L’Alto Nido di Roxane Van Iperen

È una fredda notte di febbraio del 1943 quando la famiglia Brilleslijper arriva all’Alto Nido, una villa nascosta nel bosco poco fuori il villaggio di Nardeen, a est di Amsterdam. È al riparo delle sue mura che le giovani sorelle Brilleslijper, Lien e Janny, metteranno in piedi una delle operazioni di salvataggio più audaci della resistenza olandese all’occupazione nazista, proprio sotto il naso dei leader dell’NSB, il Movimento nazionalsocialista olandese, che abitano a poche centinaia di metri dalla grande casa. L’Alto Nido diventa infatti il nascondiglio per dozzine di ebrei in fuga, che là trovano non solo un posto sicuro dove vivere ma anche il calore di una famiglia allargata e la vitalità di una comune di artisti: mentre la guerra infuria la villa si riempie di gioia di vivere e della musica che Lien e i suoi ospiti compongono e suonano tra le risate dei bambini.
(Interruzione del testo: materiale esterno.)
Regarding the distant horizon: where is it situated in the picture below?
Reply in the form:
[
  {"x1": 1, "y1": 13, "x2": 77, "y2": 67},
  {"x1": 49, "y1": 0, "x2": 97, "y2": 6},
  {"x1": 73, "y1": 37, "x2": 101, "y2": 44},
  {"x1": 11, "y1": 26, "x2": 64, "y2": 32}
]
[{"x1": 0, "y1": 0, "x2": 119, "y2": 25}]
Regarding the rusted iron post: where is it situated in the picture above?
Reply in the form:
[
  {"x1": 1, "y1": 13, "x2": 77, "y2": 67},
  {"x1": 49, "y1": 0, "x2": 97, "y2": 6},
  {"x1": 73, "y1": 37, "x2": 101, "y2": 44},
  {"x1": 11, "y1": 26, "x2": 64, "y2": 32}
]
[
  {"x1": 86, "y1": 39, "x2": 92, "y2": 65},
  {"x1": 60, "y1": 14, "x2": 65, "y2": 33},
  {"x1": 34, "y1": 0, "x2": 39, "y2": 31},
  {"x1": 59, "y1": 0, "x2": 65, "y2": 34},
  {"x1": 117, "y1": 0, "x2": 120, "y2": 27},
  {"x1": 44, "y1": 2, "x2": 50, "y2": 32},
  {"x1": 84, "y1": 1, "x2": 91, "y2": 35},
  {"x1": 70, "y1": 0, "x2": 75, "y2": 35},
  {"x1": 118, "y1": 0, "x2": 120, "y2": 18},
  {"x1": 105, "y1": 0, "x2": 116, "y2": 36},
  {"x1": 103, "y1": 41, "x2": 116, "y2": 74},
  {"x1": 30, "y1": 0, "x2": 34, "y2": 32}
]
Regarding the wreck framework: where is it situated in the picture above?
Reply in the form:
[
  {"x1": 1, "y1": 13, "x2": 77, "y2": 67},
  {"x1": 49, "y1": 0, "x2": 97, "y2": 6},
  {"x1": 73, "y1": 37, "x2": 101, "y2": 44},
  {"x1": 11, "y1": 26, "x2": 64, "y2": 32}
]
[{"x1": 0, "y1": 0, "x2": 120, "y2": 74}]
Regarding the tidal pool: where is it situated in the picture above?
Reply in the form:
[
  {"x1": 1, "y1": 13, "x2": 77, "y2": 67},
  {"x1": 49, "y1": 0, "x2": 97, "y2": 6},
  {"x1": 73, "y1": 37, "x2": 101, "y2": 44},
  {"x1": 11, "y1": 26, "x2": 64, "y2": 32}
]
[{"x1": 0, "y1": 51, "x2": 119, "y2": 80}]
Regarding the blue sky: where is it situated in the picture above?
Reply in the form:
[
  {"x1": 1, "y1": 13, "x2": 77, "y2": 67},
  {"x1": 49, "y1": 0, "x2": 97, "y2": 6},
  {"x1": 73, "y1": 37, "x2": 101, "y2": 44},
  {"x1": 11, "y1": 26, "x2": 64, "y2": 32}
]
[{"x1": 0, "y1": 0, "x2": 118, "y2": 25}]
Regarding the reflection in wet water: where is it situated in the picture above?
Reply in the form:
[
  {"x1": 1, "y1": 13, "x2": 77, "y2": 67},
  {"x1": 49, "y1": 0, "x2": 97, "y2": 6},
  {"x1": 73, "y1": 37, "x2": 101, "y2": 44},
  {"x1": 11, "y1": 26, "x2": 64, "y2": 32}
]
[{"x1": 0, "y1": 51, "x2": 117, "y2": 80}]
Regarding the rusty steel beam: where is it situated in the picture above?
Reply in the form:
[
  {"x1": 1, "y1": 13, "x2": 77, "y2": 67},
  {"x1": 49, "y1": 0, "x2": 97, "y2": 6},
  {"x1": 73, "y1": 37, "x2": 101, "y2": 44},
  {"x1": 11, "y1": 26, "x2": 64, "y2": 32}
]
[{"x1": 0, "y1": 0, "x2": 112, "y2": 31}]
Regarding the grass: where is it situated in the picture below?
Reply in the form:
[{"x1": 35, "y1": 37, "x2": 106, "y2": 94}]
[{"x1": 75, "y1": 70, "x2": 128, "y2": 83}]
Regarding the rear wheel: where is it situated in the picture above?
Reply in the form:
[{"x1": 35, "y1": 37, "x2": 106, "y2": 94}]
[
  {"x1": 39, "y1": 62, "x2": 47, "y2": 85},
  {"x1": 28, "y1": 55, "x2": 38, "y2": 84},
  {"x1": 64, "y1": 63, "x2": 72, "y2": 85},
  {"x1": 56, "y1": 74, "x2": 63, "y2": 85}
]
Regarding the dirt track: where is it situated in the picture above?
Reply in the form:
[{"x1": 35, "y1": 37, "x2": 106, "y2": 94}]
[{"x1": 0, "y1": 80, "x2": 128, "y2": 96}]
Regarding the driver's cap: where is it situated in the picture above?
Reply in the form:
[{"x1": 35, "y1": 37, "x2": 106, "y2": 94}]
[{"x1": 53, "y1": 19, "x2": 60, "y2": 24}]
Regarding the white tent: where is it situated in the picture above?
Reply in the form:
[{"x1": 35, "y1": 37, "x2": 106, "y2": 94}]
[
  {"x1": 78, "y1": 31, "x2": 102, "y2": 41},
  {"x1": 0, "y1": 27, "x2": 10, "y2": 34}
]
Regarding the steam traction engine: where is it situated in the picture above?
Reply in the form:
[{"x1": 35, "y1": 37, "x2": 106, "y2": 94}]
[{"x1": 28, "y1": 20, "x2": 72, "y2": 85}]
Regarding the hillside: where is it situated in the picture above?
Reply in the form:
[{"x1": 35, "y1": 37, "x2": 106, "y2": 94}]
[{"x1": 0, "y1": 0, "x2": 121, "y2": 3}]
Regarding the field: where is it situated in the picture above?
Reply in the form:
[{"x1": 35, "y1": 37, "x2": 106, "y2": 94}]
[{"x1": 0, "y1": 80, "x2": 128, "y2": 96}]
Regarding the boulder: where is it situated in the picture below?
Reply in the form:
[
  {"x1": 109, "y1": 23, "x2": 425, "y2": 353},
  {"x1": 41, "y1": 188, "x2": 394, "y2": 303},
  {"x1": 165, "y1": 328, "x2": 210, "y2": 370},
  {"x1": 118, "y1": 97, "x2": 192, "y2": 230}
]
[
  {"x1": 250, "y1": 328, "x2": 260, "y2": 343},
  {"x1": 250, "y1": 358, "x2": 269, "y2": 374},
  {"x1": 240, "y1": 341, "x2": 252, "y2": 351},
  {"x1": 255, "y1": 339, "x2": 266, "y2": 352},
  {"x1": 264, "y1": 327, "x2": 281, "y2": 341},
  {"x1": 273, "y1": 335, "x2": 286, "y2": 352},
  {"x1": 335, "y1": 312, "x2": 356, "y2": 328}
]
A giugno del 1944 però la sicurezza dell’Alto Nido viene compromessa. Lien e Janny sono arrestate insieme alle loro famiglie e portate nel campo di concentramento di Westerbork. È lì che incontrano Anne e Margot Frank, con cui verranno deportate ad Auschwitz e poi a Bergen-Belsen, dove Jenny e Lien, che saranno fra i pochissimi a sopravvivere all’inferno dei campi e a fare ritorno ad Amsterdam, si prenderanno cura delle sorelle Frank nei loro ultimi giorni di vita.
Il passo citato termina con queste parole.